O Globo
Há fatos novos que levaram à prisão de Braga Netto, segundo as investigações. Ele, ao entregar o dinheiro aos kids pretos, ficou na mesma posição dos executores
O que motivou a ação contra o general Walter Braga Netto foi o fato de que “ele seguia buscando informações sobre dados sigilosos para, de alguma forma, interferir no processo”. Foi isto o que me disseram fontes a par das investigações, quando questionei por que Braga Netto e por que agora. Há ainda outro fator que levou o ex-ministro da Defesa à peculiar situação de estar preso no mesmo Comando Militar do Leste que um dia comandou, na Vila Militar Marechal Deodoro, onde tantos presos políticos sofreram durante a ditadura. Trata-se do relato prestado por Mauro Cid, segundo o qual o general teria entregado R$ 100 mil de integrantes do agronegócio aos chamados "kids pretos".
A acusação o colocou “na mesma posição dos
demais executores que estão presos há duas semanas”, me disse uma fonte. O
relatório da PF fala ainda em necessidade de “garantia da ordem pública”. O
raciocínio é que ele tem conexões, é influente, e poderia insistir em alguma
ação antidemocrática. Quando a Polícia Federal foi executar a ordem de busca e
apreensão contra o coronel Flávio Botelho Peregrino, principal assessor do
general Braga Netto, encontrou em
seu poder “dezenas de pen drives”. Estes dispositivos, além do
conteúdo dos celulares, podem conter informações sobre os financiadores.
Neste enredo que temos vivido há um fato
intrigante: o volume
de provas que os acusados e os suspeitos produziram contra si mesmos.
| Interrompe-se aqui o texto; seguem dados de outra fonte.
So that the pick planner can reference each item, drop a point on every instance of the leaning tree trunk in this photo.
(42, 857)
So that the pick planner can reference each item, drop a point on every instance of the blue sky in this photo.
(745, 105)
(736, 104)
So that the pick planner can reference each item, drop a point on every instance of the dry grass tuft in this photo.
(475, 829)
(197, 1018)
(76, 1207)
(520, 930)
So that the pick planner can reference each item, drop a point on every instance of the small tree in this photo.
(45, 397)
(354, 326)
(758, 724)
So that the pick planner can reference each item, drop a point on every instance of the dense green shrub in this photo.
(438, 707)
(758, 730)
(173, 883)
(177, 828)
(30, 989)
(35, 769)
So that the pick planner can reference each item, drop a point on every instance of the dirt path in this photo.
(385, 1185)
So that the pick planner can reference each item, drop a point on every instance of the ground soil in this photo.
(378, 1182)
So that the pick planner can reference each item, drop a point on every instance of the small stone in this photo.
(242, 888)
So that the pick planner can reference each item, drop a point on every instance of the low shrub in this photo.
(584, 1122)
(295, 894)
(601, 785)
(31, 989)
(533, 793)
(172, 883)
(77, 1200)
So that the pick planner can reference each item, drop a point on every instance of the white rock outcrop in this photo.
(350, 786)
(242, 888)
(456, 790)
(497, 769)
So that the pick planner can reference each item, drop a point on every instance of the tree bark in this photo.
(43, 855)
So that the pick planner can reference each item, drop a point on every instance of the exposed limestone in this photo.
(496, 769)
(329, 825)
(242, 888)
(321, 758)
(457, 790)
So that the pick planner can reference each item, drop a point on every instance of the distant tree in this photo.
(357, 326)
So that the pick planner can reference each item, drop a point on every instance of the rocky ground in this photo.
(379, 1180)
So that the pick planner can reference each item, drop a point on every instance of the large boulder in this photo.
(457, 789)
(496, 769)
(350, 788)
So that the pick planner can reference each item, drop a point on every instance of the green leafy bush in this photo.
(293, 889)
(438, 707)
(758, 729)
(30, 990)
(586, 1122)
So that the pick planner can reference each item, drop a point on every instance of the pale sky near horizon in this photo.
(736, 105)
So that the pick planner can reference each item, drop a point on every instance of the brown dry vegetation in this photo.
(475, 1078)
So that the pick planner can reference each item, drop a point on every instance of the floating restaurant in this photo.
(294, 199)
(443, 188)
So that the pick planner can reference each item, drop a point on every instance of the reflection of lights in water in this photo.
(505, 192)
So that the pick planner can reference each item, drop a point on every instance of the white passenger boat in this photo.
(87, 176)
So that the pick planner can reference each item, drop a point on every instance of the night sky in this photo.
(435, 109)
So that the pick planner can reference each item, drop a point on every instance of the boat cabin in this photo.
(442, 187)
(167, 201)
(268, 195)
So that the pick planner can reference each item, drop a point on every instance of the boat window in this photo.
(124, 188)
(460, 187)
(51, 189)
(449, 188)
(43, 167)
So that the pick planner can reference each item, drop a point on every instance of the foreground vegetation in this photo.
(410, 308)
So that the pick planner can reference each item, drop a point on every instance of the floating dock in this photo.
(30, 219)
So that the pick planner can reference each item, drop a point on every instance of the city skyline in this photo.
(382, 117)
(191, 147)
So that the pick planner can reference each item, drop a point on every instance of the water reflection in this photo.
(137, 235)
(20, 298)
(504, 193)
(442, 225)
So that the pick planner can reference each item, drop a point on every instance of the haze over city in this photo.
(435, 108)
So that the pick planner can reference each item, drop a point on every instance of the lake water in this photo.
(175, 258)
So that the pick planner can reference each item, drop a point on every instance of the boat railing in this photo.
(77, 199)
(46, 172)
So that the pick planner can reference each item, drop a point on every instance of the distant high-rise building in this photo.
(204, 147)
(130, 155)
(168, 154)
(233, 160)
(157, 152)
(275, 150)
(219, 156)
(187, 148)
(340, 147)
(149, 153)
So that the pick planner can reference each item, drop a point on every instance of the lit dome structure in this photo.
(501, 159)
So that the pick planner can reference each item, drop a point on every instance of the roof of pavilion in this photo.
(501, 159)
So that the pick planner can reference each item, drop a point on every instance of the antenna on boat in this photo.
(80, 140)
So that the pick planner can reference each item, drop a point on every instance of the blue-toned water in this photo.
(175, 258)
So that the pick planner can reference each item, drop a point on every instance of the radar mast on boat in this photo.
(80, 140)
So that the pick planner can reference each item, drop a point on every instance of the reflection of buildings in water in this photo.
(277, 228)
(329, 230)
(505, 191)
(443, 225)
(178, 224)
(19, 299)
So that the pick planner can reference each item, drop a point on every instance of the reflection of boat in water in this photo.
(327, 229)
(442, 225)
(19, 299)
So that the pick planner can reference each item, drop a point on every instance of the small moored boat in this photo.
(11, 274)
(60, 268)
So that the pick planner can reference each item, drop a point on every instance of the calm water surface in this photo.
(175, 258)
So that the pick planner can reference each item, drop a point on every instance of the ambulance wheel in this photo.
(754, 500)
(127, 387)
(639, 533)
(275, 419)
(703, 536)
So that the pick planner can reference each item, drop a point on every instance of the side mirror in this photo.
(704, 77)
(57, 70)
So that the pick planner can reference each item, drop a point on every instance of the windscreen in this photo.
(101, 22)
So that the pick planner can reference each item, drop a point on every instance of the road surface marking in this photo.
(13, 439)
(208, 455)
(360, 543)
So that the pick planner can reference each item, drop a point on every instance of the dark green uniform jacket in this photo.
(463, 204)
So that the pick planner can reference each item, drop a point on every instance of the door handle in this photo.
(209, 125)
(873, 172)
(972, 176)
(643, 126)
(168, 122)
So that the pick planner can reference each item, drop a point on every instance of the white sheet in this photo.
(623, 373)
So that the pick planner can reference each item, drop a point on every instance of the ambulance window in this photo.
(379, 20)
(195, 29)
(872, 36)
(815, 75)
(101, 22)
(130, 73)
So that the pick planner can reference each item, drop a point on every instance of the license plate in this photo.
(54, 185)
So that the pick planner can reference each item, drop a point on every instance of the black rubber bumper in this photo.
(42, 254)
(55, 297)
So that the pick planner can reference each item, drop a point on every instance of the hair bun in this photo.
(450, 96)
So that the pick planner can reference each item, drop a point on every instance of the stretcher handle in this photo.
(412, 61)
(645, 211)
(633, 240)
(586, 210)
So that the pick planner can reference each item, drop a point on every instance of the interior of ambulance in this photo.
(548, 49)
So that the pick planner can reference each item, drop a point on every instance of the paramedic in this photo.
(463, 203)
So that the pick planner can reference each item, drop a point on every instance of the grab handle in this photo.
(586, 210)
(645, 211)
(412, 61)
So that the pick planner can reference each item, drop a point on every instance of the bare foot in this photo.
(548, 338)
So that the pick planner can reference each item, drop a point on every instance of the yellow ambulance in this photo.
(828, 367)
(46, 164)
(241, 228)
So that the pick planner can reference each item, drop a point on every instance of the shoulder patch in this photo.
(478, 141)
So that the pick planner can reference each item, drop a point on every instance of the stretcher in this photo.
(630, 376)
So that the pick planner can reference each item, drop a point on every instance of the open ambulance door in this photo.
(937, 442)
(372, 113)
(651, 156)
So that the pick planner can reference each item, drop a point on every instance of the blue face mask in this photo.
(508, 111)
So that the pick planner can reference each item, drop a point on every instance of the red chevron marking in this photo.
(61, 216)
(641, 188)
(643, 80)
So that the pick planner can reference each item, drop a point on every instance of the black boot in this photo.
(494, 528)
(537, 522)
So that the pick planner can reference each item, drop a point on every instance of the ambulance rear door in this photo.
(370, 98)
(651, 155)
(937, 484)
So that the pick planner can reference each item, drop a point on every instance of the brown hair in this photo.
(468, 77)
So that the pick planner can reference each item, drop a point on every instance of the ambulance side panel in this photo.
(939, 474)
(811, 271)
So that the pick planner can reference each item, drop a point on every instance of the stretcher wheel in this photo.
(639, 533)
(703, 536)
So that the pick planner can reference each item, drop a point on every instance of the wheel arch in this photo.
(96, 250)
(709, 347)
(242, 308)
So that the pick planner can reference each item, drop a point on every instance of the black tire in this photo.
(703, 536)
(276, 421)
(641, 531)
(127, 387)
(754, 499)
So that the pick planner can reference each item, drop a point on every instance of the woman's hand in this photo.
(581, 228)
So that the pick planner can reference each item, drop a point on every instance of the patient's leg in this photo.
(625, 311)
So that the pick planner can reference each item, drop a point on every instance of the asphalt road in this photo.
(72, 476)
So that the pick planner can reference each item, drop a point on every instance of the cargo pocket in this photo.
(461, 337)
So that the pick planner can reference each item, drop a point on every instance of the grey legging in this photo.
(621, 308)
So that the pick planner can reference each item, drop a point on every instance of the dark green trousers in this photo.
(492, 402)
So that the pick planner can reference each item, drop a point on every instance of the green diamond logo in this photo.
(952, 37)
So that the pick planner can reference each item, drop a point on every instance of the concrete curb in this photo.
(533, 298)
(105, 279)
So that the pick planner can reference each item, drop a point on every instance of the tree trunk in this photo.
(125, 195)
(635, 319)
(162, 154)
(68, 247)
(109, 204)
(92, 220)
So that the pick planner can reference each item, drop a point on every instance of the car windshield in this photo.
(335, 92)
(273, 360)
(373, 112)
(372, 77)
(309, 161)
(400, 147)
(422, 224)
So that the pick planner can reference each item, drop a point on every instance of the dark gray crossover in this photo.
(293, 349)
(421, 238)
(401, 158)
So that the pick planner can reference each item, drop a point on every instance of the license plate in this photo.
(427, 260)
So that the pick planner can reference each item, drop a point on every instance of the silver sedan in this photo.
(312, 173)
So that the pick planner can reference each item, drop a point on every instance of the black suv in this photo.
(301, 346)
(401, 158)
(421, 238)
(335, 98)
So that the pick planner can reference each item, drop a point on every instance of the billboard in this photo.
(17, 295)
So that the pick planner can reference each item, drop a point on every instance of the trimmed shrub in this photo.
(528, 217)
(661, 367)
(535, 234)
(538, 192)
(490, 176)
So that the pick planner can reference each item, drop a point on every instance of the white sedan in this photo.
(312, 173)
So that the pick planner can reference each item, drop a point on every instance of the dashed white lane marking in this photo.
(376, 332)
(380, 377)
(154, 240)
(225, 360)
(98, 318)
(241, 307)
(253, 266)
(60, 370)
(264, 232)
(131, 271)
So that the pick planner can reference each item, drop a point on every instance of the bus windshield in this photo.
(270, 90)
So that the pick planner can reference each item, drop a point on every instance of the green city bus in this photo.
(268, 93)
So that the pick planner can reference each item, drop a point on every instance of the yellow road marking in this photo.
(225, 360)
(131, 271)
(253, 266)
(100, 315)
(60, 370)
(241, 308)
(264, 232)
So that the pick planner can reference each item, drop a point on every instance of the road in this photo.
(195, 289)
Por
que eles guardaram tantas provas e documentos, alguns inclusive impressos?
Talvez os golpistas tivessem a certeza da impunidade, se desse errado. E a
esperança da glória, pelo reconhecimento histórico como protagonistas, se desse
certo.
A impunidade acolheu todos os golpistas no
Brasil. Ao longo do século XX, os militares assombraram a República com
levantes, quarteladas, ameaças, chantagens, e um golpe que nos custou 21 anos
de muito sofrimento. Ninguém foi punido. As raras prisões foram curtas e sem
processos. Como explicou o professor Carlos Fico, o ineditismo
agora é pela existência de processo legal conduzido pelo Poder
Judiciário em fase de normalidade democrática.
O senador Hamilton
Mourão, em entrevista
a Victoria Abel neste jornal, chamou o que houve de “golpe
tabajara”. Uma linha da defesa tem sido a de ridicularizar as descobertas para
convencer as pessoas de que não aconteceu o que a Polícia Federal está provando
que houve. Também pareceria sem sentido um general de divisão sair de Juiz de
Fora com um regimento para derrubar o governo. Pois é. Foi assim que começou
1964.
Mourão, o senador, fez uma sucessão de
perguntas na entrevista que concedeu ao GLOBO. “Como funcionaria um golpe? Você
vai fazer o quê? Fechar o Congresso? Qual o objetivo do golpe? Impedir a
posse?”. Todas essas perguntas já estão respondidas pela investigação. Não
apenas fechar o Congresso, mas “neutralizar" o presidente e o vice-
presidente eleitos, e pelo menos um ministro do Supremo. Os outros ministros
seriam presos.
Em entrevista que Mourão concedeu em 2018 à
equipe da GloboNews, perguntei a ele em que situação a democracia poderia ser
sacrificada. Mourão respondeu “quando há anarquia, quando o país está em
anarquia”. O caminho traçado pelos golpistas era exatamente produzir a anarquia
para justificar a intervenção. Naquela entrevista, ele repetiu que seu herói é
Brilhante Ustra. E quando eu lembrei que o coronel havia matado sob tortura
dezenas de pessoas, ele me respondeu “heróis matam”. Para aplacar as dúvidas do
senador, com tão nobres valores, recomenda-se a leitura de todas as milhares de
páginas já tornadas públicas do processo.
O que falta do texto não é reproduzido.